Le soir même, notre petit Bastien est venu nous rendre visite à l’hôpital. La psychologue qui nous avait suivis jusque là nous avait conseillé de présenter Zoé à son grand frère. En arrivant, me voyant dans un lit avec une perfusion, Bastien est intimidé et n’ose même pas m’approcher. Aïe comment allions nous pouvoir lui présenter Zoé. Finalement une des infirmières propose d’aller la chercher avec David dans la chambre voisine. Bastien suit son papa et lorsqu’il le voit avec Zoé dans les bras, demande à la voir et la prendre dans ses bras. Nous l’avions préparé à la naissance et la mort de sa petite sœur, notamment à l’aide de petits livres expliquant la mort d’un petit oiseau…  Il était tellement heureux de la voir, de la toucher, de l’avoir dans ses bras, il ne voulait plus s’en détacher. Nous étions ses grands-parents, les infirmières et nous-mêmes littéralement abasourdis.
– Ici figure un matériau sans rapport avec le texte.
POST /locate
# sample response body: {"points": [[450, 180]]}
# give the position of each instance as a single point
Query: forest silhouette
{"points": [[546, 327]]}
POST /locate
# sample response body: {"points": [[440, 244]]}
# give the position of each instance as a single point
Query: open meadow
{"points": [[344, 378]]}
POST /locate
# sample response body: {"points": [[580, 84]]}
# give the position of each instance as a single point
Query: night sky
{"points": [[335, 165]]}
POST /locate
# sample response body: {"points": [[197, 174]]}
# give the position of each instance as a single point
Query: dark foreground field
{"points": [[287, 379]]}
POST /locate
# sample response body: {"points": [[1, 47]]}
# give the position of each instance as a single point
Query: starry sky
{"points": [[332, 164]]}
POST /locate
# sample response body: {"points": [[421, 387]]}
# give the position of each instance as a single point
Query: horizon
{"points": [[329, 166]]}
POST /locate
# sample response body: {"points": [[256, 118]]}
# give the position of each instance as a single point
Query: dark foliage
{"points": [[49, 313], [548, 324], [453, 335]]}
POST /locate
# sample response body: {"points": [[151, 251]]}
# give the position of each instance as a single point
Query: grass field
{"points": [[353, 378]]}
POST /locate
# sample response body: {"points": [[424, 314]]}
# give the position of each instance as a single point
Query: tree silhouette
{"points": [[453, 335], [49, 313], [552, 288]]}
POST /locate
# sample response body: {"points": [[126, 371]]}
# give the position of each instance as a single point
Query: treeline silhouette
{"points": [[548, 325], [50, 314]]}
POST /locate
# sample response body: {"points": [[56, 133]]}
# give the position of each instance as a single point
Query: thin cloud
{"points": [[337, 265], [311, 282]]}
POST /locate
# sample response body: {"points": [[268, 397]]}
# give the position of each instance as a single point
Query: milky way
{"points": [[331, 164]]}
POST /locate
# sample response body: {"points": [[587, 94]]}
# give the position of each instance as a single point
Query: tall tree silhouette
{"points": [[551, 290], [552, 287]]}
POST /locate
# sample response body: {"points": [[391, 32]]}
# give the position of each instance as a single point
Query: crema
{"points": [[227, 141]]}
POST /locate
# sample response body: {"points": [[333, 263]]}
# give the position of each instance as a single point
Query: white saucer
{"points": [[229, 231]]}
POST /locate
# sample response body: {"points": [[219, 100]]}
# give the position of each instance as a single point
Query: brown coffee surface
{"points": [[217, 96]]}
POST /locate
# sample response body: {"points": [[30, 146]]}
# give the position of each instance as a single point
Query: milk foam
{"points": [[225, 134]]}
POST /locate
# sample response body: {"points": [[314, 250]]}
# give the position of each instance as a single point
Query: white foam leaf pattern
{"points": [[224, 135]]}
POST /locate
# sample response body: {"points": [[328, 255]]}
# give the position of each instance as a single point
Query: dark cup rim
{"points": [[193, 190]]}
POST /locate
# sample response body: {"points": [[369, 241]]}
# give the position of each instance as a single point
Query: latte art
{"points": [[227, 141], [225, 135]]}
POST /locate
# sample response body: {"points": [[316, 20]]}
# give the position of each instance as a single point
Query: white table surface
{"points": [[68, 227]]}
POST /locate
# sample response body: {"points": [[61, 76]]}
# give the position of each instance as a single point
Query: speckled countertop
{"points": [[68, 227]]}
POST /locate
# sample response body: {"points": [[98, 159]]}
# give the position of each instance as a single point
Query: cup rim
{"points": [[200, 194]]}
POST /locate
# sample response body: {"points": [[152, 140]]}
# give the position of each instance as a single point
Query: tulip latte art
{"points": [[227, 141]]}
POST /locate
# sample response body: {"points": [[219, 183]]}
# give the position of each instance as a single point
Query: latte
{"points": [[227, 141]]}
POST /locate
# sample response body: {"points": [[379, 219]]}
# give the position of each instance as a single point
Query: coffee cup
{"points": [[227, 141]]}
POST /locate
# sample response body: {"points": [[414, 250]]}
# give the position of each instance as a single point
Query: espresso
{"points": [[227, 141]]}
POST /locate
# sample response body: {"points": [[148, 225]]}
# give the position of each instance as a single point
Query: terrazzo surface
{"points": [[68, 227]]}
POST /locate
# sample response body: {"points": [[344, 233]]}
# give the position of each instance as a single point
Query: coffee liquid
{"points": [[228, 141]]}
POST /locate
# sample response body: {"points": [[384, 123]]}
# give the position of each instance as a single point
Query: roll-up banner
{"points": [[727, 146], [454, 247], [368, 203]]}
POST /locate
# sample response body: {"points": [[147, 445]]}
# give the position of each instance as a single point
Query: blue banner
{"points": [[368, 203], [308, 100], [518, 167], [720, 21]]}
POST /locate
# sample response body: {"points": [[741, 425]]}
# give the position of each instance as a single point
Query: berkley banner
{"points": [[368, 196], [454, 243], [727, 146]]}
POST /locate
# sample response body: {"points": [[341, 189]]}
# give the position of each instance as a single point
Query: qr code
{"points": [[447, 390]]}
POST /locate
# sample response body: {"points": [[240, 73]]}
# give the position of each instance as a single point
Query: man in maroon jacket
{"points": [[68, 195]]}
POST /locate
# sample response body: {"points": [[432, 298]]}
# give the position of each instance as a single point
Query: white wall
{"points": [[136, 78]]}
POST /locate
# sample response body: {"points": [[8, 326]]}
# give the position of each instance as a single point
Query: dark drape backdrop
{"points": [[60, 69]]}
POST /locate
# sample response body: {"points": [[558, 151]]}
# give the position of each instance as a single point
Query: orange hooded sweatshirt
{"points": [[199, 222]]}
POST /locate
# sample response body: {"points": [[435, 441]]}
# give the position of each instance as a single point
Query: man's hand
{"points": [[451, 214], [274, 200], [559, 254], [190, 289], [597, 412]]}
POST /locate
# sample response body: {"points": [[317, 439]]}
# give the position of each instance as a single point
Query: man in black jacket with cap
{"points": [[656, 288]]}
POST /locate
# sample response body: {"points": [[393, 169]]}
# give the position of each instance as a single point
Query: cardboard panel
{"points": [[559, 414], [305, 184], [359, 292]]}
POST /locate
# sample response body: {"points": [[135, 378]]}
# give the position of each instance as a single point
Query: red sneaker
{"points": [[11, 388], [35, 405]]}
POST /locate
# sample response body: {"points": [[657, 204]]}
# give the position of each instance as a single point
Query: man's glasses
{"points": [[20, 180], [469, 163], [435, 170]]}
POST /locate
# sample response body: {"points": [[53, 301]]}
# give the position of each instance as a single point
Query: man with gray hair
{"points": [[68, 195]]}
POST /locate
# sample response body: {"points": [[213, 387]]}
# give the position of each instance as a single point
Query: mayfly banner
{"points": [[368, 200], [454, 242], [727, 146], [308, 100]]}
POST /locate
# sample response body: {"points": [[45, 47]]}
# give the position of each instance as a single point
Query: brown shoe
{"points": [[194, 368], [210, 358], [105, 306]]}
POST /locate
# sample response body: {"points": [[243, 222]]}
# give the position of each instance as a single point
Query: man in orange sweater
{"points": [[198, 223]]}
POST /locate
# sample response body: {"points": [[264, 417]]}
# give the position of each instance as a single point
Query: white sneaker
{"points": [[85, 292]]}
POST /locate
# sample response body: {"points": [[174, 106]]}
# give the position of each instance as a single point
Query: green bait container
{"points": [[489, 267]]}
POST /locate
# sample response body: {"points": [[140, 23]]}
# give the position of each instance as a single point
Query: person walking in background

Ensuite, Bastien est allé la conduire avec son papa à la morgue dans un petit lit.

 

Les infirmières, le gynécologue, l’anesthésiste, la psychologue ont été formidables et nous ont accompagnés d’une manière remarquable dans ces moments de joie et de douleur. C’est aussi grâce à eux que nous avons pu vivre tout cela avec beaucoup d’humanité.

 

Nous avons enterré Zoé le 3 décembre. C’était une journée ensoleillée mais en même temps si irréaliste; David, Bastien et moi-même suivant le corbillard de notre petite fille, jamais je n’aurais cru devoir à 27 ans vivre la mort d’un de nos enfants. 

 

Aujourd’hui nous sommes sereins, nous avons accompagné Zoé jusqu'au bout.  Elle nous aura apporté beaucoup de choses : elle a consolidé notre couple, renforcé les liens avec nos familles, nos amis, elle m’a donné la certitude que nous avons beaucoup d’amour à donner, elle nous a appris à revenir à l’essentiel des choses, à profiter de chaque moment de la vie et vivre les choses en profondeur.

 

Aujourd’hui une phrase de St-Exupéry a pris tout son sens pour moi : «C’est le temps que tu as perdu pour ta rose qui fait ta rose si importante». Dorénavant, je perdrai plus de temps pour ce qui est essentiel, c’est-à-dire l’amitié, l’amour…

 

Nous sommes la veille du 1er janvier 2004, la douleur et la tristesse sont encore bien présentes et le retour à la réalité est par moment très difficile mais j’espère que cette année 2004 sera parsemée de nouveaux bonheurs sous la bienveillance de notre petite étoile Zoé.